Il risveglio della coscienza. Uno dei postulati della meditazione, ossia delle congetture che si desumono con l’esercizio di un’assidua pratica meditativa è la seguente: quanto più risali – o ti avvicini o intuisci – all’essenza della coscienza, tanto più divieni consapevole.
Imbrigliare la mente in modo che converga – in prevalenza – in una sola direzione. Contemplare un soggetto – una formazione mentale – in silenzio. Supponiamo sia la calma. Che puoi pensare sulla calma? Nulla, percepiscila! Protrai la sua sensazione fintantoché ti sentirai avvolto da una lieve cortina di quiete. Ed ecco l’immaginifico che prende forma, diviene reale. Ed ecco l’intangibile che si concretizza, dall’empireo dei concetti o delle idee si cristallizza per trasformarsi in vita vissuta.
L’immaginazione al servizio della meditazione. Concepisci, ti rappresenti, vagheggi la calma e lo diventi. Cosi come la (cosiddetta) calma – la tranquillità di spirito – non potevi pensarla, ma sentirla, ora che sei tranquillo i pensieri hanno rinunciato ad assillarti, le nubi della mente si dischiudono per mostrarti finalmente uno squarcio di sereno che si allarga, si espande sino a corrispondere, gradualmente, con il tuo intero orizzonte esistenziale.

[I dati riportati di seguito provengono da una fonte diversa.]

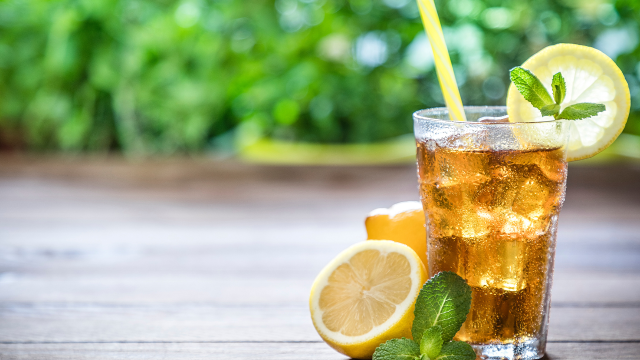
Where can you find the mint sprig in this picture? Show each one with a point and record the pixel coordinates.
(534, 92)
(441, 308)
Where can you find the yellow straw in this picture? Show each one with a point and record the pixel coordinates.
(443, 62)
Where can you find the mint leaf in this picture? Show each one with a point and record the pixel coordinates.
(581, 111)
(456, 350)
(397, 349)
(431, 342)
(559, 88)
(530, 87)
(550, 110)
(444, 300)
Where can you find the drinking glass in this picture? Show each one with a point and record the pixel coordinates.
(491, 192)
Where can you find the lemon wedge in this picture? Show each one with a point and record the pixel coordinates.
(403, 222)
(366, 295)
(590, 76)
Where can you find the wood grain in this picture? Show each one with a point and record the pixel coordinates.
(191, 258)
(280, 351)
(202, 322)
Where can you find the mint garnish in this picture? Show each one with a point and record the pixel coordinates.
(581, 111)
(534, 92)
(397, 349)
(445, 301)
(441, 308)
(456, 350)
(530, 87)
(559, 88)
(431, 342)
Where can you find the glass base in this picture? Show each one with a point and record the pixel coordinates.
(527, 350)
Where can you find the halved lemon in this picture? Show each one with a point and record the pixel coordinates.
(366, 295)
(590, 76)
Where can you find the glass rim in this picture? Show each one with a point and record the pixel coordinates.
(423, 115)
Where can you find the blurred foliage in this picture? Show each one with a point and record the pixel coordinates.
(160, 76)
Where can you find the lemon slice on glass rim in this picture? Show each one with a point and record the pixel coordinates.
(590, 76)
(366, 296)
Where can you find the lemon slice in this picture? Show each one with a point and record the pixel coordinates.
(590, 76)
(366, 295)
(403, 223)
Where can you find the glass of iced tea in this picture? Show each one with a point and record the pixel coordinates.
(492, 191)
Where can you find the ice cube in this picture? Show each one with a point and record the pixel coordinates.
(494, 119)
(497, 263)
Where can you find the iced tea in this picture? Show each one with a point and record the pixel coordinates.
(492, 219)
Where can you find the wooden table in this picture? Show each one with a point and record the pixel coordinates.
(207, 259)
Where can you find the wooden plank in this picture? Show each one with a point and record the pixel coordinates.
(280, 351)
(59, 323)
(253, 288)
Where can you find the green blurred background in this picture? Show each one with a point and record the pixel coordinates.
(166, 77)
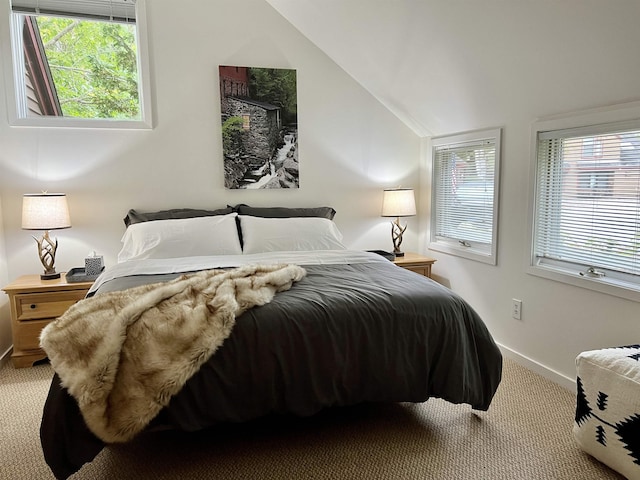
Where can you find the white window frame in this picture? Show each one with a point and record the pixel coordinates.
(596, 120)
(14, 80)
(461, 247)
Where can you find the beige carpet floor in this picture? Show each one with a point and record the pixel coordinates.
(526, 434)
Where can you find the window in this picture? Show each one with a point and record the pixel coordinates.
(586, 218)
(79, 63)
(465, 184)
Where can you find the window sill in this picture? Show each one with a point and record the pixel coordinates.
(470, 253)
(609, 286)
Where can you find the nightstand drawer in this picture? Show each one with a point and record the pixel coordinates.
(28, 338)
(37, 306)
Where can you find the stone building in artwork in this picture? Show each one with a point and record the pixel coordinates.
(261, 125)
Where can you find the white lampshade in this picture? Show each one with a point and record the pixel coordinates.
(45, 211)
(398, 202)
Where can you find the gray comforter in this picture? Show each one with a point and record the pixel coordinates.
(345, 334)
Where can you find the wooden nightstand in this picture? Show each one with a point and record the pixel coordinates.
(34, 304)
(416, 263)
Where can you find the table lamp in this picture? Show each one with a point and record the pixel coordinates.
(46, 211)
(398, 202)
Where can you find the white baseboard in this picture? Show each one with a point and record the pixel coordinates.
(546, 372)
(4, 358)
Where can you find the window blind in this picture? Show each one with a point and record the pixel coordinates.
(113, 10)
(464, 179)
(588, 200)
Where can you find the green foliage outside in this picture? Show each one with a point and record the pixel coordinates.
(94, 67)
(278, 87)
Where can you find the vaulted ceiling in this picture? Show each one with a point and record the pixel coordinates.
(443, 65)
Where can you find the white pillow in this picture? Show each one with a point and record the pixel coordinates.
(289, 234)
(184, 237)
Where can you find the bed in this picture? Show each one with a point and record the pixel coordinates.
(354, 328)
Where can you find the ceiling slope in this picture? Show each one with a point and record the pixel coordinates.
(453, 65)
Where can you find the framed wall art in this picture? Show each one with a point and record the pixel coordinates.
(259, 127)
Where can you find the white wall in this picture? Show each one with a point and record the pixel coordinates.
(450, 66)
(351, 147)
(5, 313)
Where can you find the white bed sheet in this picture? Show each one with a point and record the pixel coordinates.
(190, 264)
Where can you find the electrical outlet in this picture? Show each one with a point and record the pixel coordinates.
(516, 308)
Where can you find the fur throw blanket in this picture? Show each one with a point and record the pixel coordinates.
(123, 355)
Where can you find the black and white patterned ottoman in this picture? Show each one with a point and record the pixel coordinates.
(607, 424)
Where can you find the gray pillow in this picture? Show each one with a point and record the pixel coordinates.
(133, 216)
(284, 212)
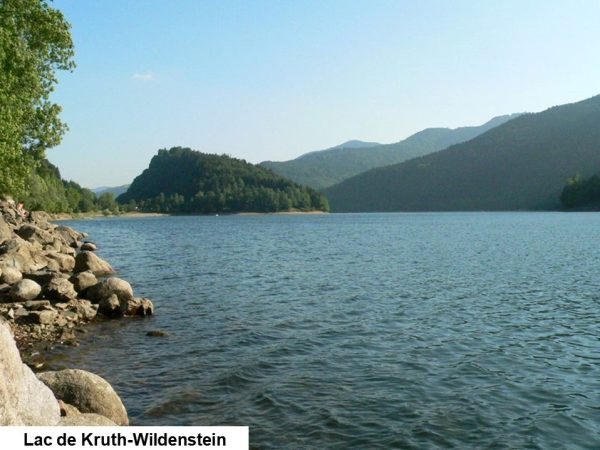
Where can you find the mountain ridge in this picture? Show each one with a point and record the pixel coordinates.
(522, 164)
(324, 168)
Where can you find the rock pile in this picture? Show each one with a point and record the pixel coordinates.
(51, 281)
(67, 397)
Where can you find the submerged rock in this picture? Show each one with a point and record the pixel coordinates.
(89, 246)
(10, 275)
(25, 290)
(83, 280)
(88, 392)
(24, 400)
(90, 261)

Certo, leggere è un conto, provare un altro. Quindi predisponiti subito, concediti innanzitutto una pausa. Ora pensa all’impensabile, ossia la calma. Concepisci l’inaudibile, ossia il silenzio. Convergi sull’impercettibile, vale a dire la serenità. Riprendi a leggere solo dopo che avrai provato …
Che ne dici, hai immaginato la calma? In qualunque momento puoi frapporre un sipario dalla frenesia che ti coinvolge per lasciar spazio al tuo essere. Credici (con l’immaginazione) e quanto prima te ne sentirai avvolto, ti ci ritroverai immerso. Assisterai al tempo soggettivo che rallenta fino a fermarsi. Questo è lo stato di meditazione.